Citations in Scholarly Markdown
In the comments on Monday’s blog post about the Markdown for Science workshop, Carl Boettiger had some good arguments against the proposal for how to do citations that we came up with during the workshop. As this is a complex topic, I decided to write this blog post.
Citations of the scholarly literature are an essential part of scholarly texts and therefore have to be supported by scholarly markdown. Both the Pandoc and Multimarkdown flavors of markdown support citations, using a bibtex file that contains citations, placeholders for citekeys – [@smith04]
for Pandoc and [#smith04]
for Multimarkdown – and the Citation Style Language for citation formatting (Pandoc). A very reasonable approach would therefore be to use this functionality, with a preference for Pandoc because of the Citation Style Language support.
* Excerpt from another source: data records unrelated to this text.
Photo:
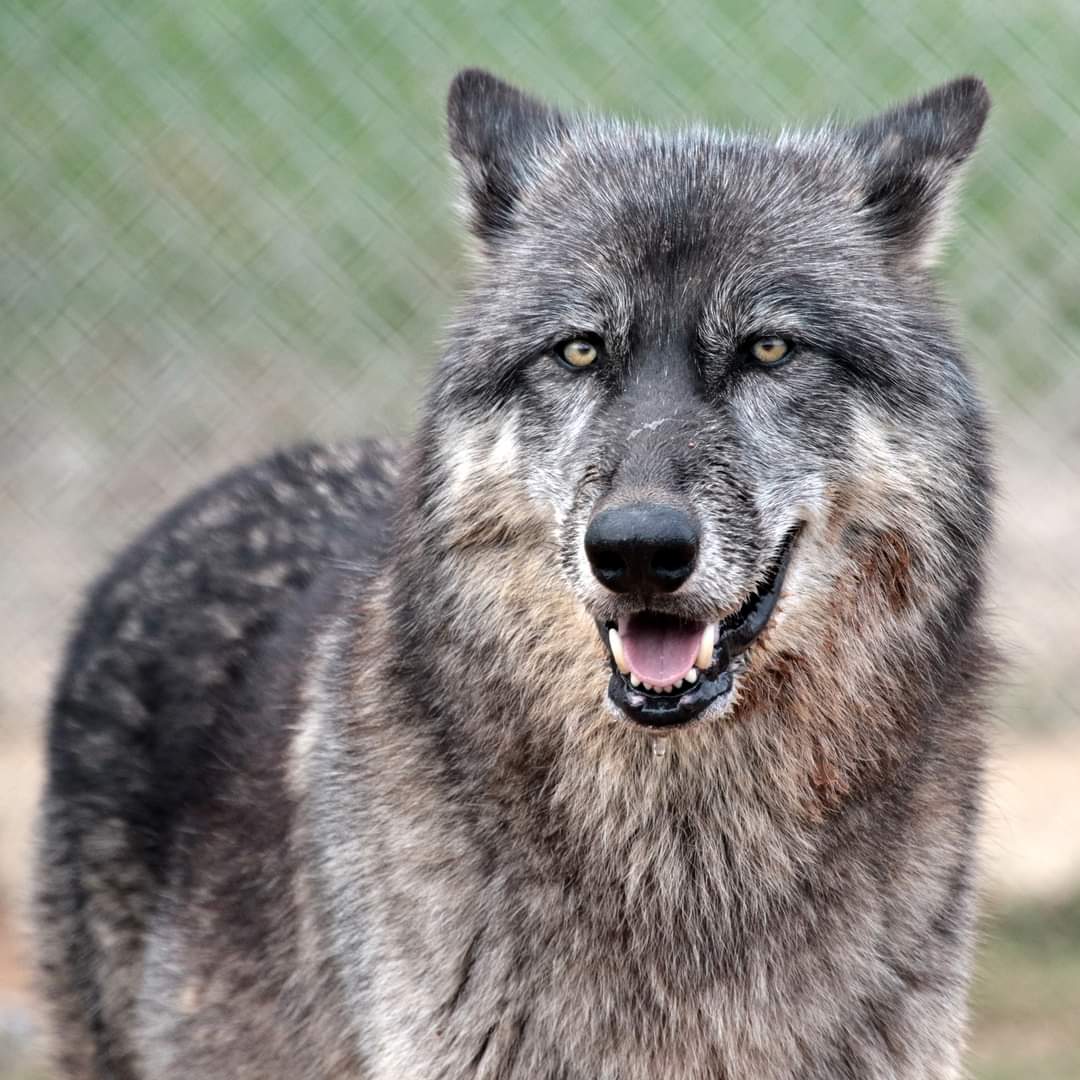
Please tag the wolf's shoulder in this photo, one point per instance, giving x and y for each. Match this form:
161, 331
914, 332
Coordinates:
169, 647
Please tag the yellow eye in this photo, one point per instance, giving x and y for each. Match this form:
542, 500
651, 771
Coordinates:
769, 350
579, 353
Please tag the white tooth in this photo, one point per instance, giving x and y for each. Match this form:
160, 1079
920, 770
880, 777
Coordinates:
617, 651
704, 658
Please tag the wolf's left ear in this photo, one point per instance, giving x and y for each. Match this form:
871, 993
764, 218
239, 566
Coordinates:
499, 137
914, 154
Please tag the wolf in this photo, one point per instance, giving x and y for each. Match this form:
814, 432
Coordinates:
626, 721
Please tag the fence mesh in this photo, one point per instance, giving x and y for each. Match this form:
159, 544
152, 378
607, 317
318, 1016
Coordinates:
226, 225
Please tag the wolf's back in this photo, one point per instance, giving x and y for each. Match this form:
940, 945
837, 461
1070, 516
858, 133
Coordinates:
165, 655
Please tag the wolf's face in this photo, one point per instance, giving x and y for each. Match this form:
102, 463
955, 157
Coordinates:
716, 367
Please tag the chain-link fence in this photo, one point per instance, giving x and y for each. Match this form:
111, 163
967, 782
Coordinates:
225, 225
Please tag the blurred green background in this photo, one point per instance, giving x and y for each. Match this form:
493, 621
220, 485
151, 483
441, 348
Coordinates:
226, 226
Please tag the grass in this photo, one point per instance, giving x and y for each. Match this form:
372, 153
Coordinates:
1027, 995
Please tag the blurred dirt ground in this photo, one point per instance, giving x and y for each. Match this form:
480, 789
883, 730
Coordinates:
225, 226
All reference managers can export to the bibtex format, and some of them (e.g. Papers) make it very easy to copy and paste citekeys.
Ten days after the workshop I’m not so sure anymore this is the best approach. For four reasons:
- YFNS. This approach failed the YFNS (your friendly neighborhood scientist) test. We came up with this term during the workshop and it means that our ideas about authoring should make sense to the workflow of the average scientist. I thought that using citekeys is a good idea, but my wife (my YFNS) tells me that she never uses citekeys because there are just too many
[@smith04]
, and it is too easy get out of sync with the reference manager. She therefore prefers to put the complete reference information into the text while writing. - Snippets. As I said previously, I think that scholarly markdown has great potential not so much for writing full papers, but for all the little scientific documents we write on a daily basis. For this reason the citation information should ideally be embedded in the document if it is short, and that is difficult with bibtex (which is not human-readable).
- Citations as links. Carl Boettiger reminded me that I wrote a blog post in 2010 stating that citations are nothing else than links, and that we should treat them accordingly. He has written a tool (knitcitations) for R that does just that, and Phil Lord and colleagues have written a similar tool (kcite) for Wordpress. In 2010 I wrote a tool for Wordpress (Link to Link) that takes a different approach but also treats citations as links. All that we need is the DOI (or URL) for the article.
- Vendor lock-in. Although a number of excellent reference managers are available now, users are still limited in their choices because everyone has to use the same reference manager when multiple authors work on the same document. This has always annoyed me. It would no longer be the case if we embed the citation information in the document in a standard format.
Part of the motivation for using scholarly markdown is that we can come up with best practices that make sense for digital content and don’t need to support conventions from an era when articles were still printed on paper. Reference information in the form of volumes and pages, and 1000s of citation styles certainly have outlived their purpose. Citation styles are a particular pain point, as they are nothing more than a visual representation of a citation - we should care much more about the machine-readable metadata, in particular the DOI or other identifier.
The best practice for scholarly markdown could therefore be to treat citations as links, using DOIs or other standard identifiers (PMID, ArXiV, etc.) where possible. Because we typically want to list the citations as references at the end of the document, reference-style links should be preferred over inline links. From the markdown syntax documentation:
This is [an example][id] reference-style link.
This is [an example](http://example.com/ "Title") inline link.
[id]: http://example.com/ "Optional Title Here"
It might be tempting to use sequential numbers as id for the reference-style links, but the order of links can of course change during writing. It may make sense to think of the id in reference-style links as a citekey, and people should be free use that functionality of their reference manager. The citekey is used to link to the reference list at the bottom of the document, different from linking to the citekey in a separate bibtex file.
All of the above can be done in any text editor. This also includes the text editor that scholars spend most of their time with - their email program. Reference-style citations in an email are very readable, and also actionable since they are links and not text with bibliographic information.
One problem with this approach is of course that all links are inline in the resulting HTML, without a references section at the end of the document. This may be fine, as we can provide citation information in the title attribute, available upon hovering over the link (try hovering over this link, the journal eLife is doing something similar). The markdown could look like this (using the Vancouver citation style):
[@Ioannidis2005]: http://dx.doi.org/10.1371/journal.pmed.0020124 "Ioannidis JPA. Why Most Published Research Findings Are False. PLoS Medicine. Public Library of Science; 2005;2(8):e124. Available from: http://dx.doi.org/10.1371/journal.pmed.0020124"
The title attribute now of course uses a citation style, but this is optional information and can easily be reformatted as we have the DOI.
Or we break away from standard markdown and display reference-style links at the end of the document - similar to footnotes, which are also not part of standard markdown. But this is just a display issue that can be solved, and the solution might look different depending on whether the output is HTML, PDF or XML. This document for example contains 14 reference-style citations.
There is obviously a need for tools that make adding citations to scholarly markdown easier. This could be accomplished by relatively small changes to existing reference managers (enabling copy/paste of citations in reference-style markdown format), or by tools similar to the knitcitations and kcite mentioned above.